Svelato il mistero del cranio con 16 buchi

Il team guidato dal professor Fornaciari dell'Università pisana ha spiegato le ragioni della trapanazione multipla: volevano la polvere d'osso



PISA — La polvere d'osso era ritenuta necesseria per curare l'epilessia e altri disturbi della mente. Lo studio dell'Università di Pisa condotto dal team di Gino Fornaciari svela il mistero del cranio bucato tra le reliquie dei martiri di Otranto, conservate nella Cattedrale di Otranto: “È stato difficile risalire alle ragioni di questa pratica - spiega Valentina Giuffra, autrice dello studio, pubblicato sul Journal of Ethnopharmacology e ripreso anche da Discovery News - Inizialmente abbiamo preso in considerazione diverse ipotesi, tutte però poco convincenti. Ad esempio una procedura per ricavare reliquie in forma di polvere d'osso non era plausibile, considerando le migliaia di ossa, appartenenti ai martiri che potevano essere facilmente prelevate”.

Incrociare i testi di medicina dell'epoca con la pratica dei fori ha dato la soluzione: “Questi testi riferiscono - prosegue Giuffra - l'uso di polvere di cranio umano come ingrediente per la cura dell'epilessia e di altri disturbi per i quali non esisteva una spiegazione razionale. La testa era considerata la parte più importante del corpo umano, un capolavoro della creazione, depositaria di forze spirituali invisibili che si conserverebbero anche dopo la morte. Il cranio di Otranto rappresenta un'evidenza unica di trapanazione multipla effettuata per ottenere polvere d'osso da usare come ingrediente in preparazioni terapeutiche”.

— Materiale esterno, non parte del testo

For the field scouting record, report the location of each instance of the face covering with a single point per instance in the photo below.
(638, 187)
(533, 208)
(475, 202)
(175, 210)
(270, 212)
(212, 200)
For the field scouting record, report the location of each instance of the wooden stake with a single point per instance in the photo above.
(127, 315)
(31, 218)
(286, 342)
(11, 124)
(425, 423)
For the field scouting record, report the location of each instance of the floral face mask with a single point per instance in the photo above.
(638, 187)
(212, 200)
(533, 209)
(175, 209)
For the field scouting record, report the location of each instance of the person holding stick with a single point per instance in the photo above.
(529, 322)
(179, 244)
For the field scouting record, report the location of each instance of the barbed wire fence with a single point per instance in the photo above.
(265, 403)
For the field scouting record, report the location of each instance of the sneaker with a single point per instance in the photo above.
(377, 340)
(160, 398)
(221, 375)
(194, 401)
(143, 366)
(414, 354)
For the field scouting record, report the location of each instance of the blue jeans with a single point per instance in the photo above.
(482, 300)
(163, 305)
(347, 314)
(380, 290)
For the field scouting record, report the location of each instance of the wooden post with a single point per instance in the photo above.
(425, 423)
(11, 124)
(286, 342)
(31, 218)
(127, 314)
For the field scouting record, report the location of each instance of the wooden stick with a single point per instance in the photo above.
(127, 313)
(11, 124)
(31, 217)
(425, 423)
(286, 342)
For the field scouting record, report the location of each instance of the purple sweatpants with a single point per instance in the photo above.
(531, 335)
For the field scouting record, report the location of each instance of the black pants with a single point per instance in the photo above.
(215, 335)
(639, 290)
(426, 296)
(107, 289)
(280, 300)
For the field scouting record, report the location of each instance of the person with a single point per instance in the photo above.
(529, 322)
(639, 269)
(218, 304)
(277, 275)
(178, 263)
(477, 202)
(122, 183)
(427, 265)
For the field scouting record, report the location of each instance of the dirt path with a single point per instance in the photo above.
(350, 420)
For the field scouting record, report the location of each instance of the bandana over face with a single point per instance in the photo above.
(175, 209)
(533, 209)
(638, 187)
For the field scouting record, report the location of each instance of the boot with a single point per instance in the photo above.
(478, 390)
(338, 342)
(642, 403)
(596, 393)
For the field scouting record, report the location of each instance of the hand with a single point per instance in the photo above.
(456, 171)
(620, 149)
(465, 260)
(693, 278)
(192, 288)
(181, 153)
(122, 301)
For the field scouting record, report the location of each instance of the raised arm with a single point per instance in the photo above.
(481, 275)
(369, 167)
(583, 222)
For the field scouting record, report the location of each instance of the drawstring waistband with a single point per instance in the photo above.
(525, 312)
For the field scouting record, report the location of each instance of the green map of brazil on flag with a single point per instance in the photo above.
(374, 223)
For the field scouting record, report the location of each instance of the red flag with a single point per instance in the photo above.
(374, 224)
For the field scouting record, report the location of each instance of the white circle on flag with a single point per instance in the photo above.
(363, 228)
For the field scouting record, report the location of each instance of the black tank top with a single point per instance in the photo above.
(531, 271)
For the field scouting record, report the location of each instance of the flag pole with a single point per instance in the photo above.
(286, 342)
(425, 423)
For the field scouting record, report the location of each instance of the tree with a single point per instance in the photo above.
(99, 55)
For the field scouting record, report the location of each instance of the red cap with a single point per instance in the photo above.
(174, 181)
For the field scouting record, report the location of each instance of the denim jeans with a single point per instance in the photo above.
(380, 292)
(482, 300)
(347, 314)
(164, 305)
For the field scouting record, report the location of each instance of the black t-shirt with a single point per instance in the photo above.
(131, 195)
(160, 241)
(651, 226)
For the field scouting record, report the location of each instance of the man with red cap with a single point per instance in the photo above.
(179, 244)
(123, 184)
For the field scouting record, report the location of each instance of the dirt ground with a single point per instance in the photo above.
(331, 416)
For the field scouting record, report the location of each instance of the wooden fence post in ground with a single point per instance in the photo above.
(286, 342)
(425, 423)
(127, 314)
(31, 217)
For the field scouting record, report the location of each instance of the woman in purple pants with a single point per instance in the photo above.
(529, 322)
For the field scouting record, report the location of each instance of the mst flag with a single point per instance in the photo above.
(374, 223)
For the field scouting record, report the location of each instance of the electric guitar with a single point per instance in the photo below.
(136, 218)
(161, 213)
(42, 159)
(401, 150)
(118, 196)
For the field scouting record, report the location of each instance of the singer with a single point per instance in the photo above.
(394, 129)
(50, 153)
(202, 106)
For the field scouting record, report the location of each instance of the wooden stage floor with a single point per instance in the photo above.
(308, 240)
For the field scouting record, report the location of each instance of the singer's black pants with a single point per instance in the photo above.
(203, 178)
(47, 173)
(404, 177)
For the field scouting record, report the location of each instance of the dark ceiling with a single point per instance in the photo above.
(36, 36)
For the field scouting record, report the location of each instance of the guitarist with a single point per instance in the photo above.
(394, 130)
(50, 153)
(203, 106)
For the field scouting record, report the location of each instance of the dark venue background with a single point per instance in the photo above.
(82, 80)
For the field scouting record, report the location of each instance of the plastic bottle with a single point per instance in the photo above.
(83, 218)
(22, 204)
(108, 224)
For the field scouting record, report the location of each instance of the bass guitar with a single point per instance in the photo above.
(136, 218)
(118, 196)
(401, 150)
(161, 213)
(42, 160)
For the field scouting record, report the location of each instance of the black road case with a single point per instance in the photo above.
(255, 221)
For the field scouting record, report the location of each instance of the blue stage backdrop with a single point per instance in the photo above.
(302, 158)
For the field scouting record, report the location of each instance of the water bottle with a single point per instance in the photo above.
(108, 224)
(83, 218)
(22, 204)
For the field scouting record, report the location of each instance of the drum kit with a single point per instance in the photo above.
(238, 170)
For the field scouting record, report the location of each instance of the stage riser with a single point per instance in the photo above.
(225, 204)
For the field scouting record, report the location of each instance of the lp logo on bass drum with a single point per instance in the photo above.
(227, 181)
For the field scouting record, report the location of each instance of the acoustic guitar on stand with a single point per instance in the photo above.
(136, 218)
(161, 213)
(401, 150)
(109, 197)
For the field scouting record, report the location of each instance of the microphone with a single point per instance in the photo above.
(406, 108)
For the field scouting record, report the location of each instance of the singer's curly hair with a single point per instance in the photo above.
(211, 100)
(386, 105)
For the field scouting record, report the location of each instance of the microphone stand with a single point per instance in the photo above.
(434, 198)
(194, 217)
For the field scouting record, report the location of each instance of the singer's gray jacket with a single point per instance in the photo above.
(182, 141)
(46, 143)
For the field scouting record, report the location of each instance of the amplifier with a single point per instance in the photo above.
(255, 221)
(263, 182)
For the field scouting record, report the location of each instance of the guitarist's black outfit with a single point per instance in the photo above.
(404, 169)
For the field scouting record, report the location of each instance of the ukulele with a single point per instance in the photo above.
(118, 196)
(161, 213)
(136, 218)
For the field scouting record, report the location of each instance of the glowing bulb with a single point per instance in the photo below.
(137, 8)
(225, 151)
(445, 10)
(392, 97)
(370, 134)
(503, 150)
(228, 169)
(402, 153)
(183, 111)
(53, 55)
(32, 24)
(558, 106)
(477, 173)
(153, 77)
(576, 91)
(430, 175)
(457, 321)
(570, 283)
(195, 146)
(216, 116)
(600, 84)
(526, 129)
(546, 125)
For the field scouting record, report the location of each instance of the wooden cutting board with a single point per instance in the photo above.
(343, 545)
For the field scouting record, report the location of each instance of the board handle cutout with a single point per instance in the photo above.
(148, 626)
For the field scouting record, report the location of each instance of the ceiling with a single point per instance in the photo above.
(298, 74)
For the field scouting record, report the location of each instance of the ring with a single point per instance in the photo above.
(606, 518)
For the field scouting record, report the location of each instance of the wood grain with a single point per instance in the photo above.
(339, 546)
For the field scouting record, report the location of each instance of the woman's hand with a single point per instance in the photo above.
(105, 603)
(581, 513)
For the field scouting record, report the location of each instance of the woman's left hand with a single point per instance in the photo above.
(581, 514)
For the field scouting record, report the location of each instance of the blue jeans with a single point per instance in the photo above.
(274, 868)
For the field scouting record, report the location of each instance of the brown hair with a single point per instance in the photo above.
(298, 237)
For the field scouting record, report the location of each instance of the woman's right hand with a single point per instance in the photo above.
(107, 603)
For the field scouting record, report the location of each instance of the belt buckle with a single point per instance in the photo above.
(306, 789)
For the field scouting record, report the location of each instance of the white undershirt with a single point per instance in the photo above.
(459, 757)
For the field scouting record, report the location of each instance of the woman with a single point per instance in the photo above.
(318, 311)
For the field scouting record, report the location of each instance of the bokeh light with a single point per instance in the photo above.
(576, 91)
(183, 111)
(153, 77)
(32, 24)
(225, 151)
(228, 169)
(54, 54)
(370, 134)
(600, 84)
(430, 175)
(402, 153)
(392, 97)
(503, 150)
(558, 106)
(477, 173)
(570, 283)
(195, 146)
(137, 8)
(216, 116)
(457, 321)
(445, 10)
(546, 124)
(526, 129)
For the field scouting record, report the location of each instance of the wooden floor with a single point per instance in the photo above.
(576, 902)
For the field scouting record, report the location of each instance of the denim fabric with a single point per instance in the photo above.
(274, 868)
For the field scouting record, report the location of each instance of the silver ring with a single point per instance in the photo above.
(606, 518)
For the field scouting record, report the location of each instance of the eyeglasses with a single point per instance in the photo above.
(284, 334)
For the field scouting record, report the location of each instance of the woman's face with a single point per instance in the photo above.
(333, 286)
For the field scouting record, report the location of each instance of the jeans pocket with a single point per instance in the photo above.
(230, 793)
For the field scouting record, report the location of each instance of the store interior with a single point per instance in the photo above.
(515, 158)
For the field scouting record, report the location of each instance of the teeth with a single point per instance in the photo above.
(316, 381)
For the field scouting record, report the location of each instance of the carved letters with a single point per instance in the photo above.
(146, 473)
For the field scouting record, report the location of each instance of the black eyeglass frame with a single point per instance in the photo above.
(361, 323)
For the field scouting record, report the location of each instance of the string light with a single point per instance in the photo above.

Il cranio ha sedici buchi rotondeggianti e si nota l'assenza di reazione ossea intorno alle lesioni questo indica un intervento praticato al momento della morte o dopo la morte: “Le lesioni sono il risultato di una trapanazione multipla effettuata con uno strumento dotato di una grande punta arrotondata - conclude Giuffra - questo tipo di strumento non poteva produrre rondelle ossee, ma solo polvere d'osso”.